I didn’t realize it for quite some time, but I didn’t breathe for years. I didn’t understand this until the day I finally took a breath. It was the first breath I had taken in such a long time, I was amazed at how it felt. It was an awakening. A strange sensation. Air.
I walked into the entry hall of my parents house when I was about 15 years old and stopped for a moment to watch the sunbeams coming through the window in the door. There was a lot of dust in the air and I could see hundreds of particles floating lazily in the bright, warm beams. I paused by the old pump organ that sat beside the entry hall closet watching the dust rising and falling when suddenly, I breathed. It was amazing to breathe. Just a tiny breath. And as I breathed, I thought, “It’s over…”
My father had been sexually abusing me for years. I think it started some time around age 4 or 5…certainly well before I was 7. It’s hard to pinpoint because there is so much darkness surrounding all of the events of my childhood. Memories are fragmented. Bits and pieces of them flicker in and out of the dark, then quickly fade away again. There is no way to create a time-line and neatly pin events to dates. Too many fragments. They’re all mixed together and everything surrounding them is very, very dark. Like words appear in the window of a Magic 8 Ball and then fade back into the blackness, so do my memories come to the surface for a fleeting moment, only to fade quickly away. There is no connectedness. They are shattered. Scattered. Broken into millions of pieces that no longer fit together, no matter how hard I try to put the pieces back together again.
Humpty Dumpty and I have a lot in common.
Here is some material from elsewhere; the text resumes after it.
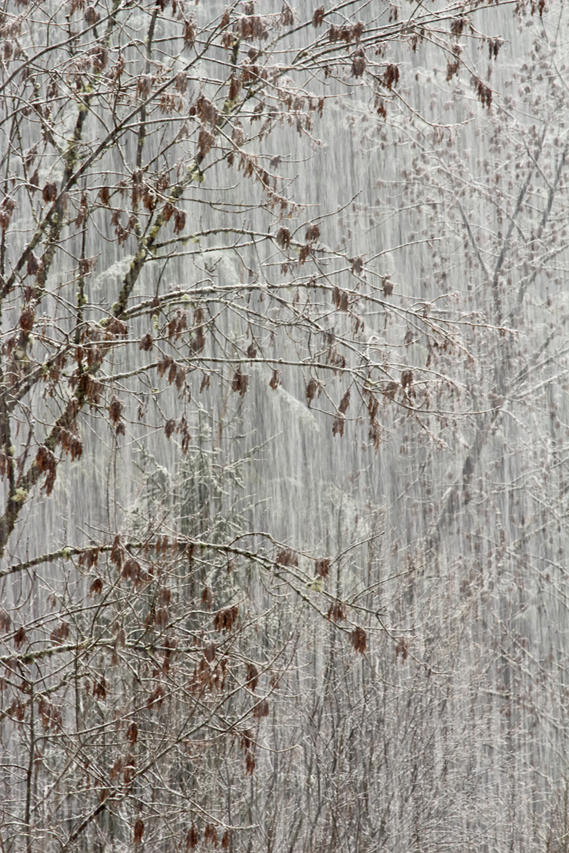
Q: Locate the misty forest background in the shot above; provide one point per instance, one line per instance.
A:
(283, 427)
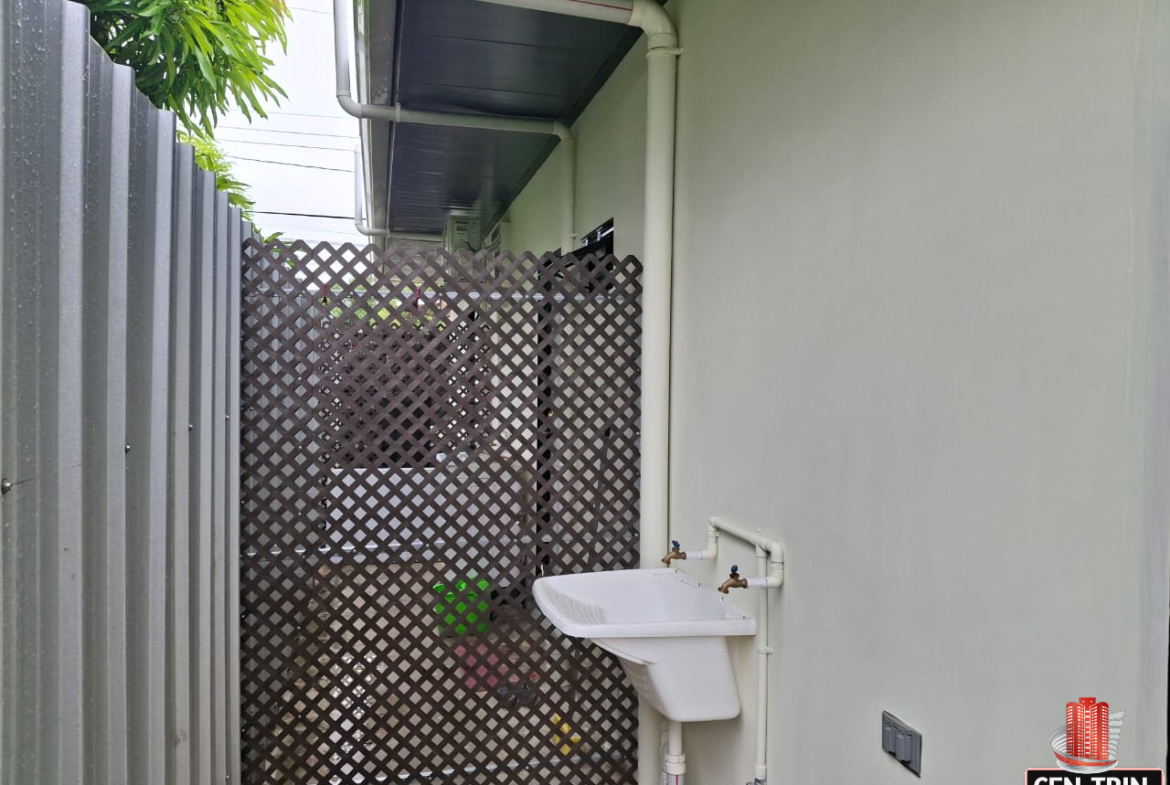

When I breathed, I suddenly realized something had changed. I somehow knew the sexual abuse had finally ended. I’m not sure how long before that time it had ended because, again, those darned fragmented memories make it extremely difficult. But I think it stopped when I was 14. And though I didn’t allow myself much, I did begin to take shallow, silent breaths.
I still sought to be invisible. I still tried to move without making sound or disturbing air. But breathing was incredible. Delicious.
I don’t breathe much. I try to take the smallest amount of air possible. Often, this translates to my physically forgetting to breathe. Many, many times I find myself suddenly taking a quick, small gulp of air, having stopped breathing for some time as my body becomes desperate with need. I have also recently developed asthma. My airway literally closes down and I have to use an inhaler to try to keep the passageway open. And I have a perpetual lump in my throat that often makes it feel difficult to swallow and breathe. Additionally, I won’t wear a turtleneck because I can’t stand the restriction around my throat. I don’t like blouses that button up high or that have a neckline that is somewhat tight or restrictive. I’ve had this phobia since I was a kid, but only recently connected the dots between my inability to breathe and the panic I feel when there is something tight around my neck. All of this, I suspect, is related to the sexual abuse. Oral sex can be frightening to a child. You can’t get air and, as was my case, my father was so focused on his own needs, wants, desires, fantasies, he didn’t know or care that he was literally and emotionally choking the life out of me. Not being able to breathe panics me beyond any other panic I have ever experienced. I suspect it isn’t pleasant for anyone. For me, it is torture.
When I was 15, I learned it was possible to take in air again, if only the smallest amount necessary to survive. I think I need to learn to breathe more freely. I think I need to learn to take in huge gulps of air. To breathe recklessly. I think I need to learn to really, truly, deeply breathe before I die.